Review of a book entitled “How We Prevent a Climate Catastrophe”
Bill Gates introduces a book that starts with some ambition and self-confidence. According to his own admission, the author proposes a forward-looking strategy to prevent climate catastrophe and “encourage the whole world to adopt effective plans to deal with climate change”. This shows some rudeness, given that an entire group of scholars have devoted themselves to the topic, it has undoubtedly reached politics and many players have been looking for ways to master the increasingly pressing problem for decades.
Missing aha experience
So you expect a lot when you open the book – but unfortunately no real aha experience. The work turned out to be a generally understandable summary of the current state of knowledge and known political debates, than one finds a “future-oriented strategy” previously overlooked.
Gates focuses on the necessity, derived from climate scenario modeling, to reduce man-made carbon dioxide2– Reducing emissions to zero by 2050. After a brief explanation of the scientific background of human-induced climate change, five chapters form the core of the work, where the author describes the main sources of human greenhouse gas exchange and calls for an approach to reduce them in the points concerned. The compilation is certainly correct, but it does not go beyond what most readers should already be aware of or what is being published in the reports of the Intergovernmental Panel on Climate Change.

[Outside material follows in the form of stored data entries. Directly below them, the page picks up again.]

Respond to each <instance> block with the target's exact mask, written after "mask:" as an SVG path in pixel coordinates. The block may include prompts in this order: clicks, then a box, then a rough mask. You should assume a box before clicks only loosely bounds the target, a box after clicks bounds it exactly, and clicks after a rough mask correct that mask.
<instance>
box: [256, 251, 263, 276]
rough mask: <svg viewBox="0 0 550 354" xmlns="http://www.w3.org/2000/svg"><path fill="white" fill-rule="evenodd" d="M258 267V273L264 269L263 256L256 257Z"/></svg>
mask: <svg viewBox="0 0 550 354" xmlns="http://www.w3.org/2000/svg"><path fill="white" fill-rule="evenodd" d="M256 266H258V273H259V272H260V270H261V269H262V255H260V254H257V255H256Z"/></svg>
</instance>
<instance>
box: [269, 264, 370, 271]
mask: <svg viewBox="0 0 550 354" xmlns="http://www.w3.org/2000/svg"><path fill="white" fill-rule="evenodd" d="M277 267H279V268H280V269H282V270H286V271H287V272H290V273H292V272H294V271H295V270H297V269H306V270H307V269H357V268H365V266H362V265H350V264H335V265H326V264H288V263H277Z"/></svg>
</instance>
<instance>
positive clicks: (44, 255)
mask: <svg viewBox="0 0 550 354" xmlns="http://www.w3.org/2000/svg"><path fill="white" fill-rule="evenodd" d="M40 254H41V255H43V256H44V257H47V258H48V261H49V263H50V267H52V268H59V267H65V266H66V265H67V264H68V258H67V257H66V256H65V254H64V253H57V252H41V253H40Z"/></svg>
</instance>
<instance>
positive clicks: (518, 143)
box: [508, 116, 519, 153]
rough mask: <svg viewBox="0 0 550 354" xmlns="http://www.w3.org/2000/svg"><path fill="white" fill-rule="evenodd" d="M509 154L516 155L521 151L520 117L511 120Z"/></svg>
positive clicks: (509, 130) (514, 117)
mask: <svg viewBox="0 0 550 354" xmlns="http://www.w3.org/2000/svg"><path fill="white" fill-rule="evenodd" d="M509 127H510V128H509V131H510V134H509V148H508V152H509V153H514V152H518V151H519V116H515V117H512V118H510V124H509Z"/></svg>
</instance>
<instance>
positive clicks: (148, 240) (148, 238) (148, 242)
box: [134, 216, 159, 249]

Gates describes the climate-damaging production of electricity from coal, explains the difficulties in the inconsistent availability of energy from the sun and wind, advocates the use of more nuclear energy and describes the problem of electricity storage. In another chapter, he explains the huge quantities of carbon dioxide produced by industrial production, for example in the concrete industry. It is definitely frightening to read that between 2001 and 2016, China produced six times as much cement as the United States in the entire twentieth century. But the description of possible solutions is still on the surface. One would like to read about innovative recycling ideas, alternatives or low energy production methods, but it is not mentioned.
Additionally, Gates expects more readers in some places. For example, when he talks about greenhouse gas emissions from agriculture and livestock as well as the use of fertilizers and describes the Haber Bosch process as “the most important invention most people have never heard of,” one stumbles a little. At the very least, those readers who pick up a book with this thematic focus are likely familiar with the process.
Basically, the Gates curriculum is aimed at technological solutions (electricity, carbon dioxide)2Sedimentation, energy storage), which in his view should be cheaper and more competitive. This is a concept against a Microsoft founder’s professional background. However, his ideas should neither be seen as a new nor a long-term strategy. For example, many countries already have the proposed CO2Pricing, state assistance to start up new technologies or innovation incentives and financing research and development – even if it is desirable to expand them further.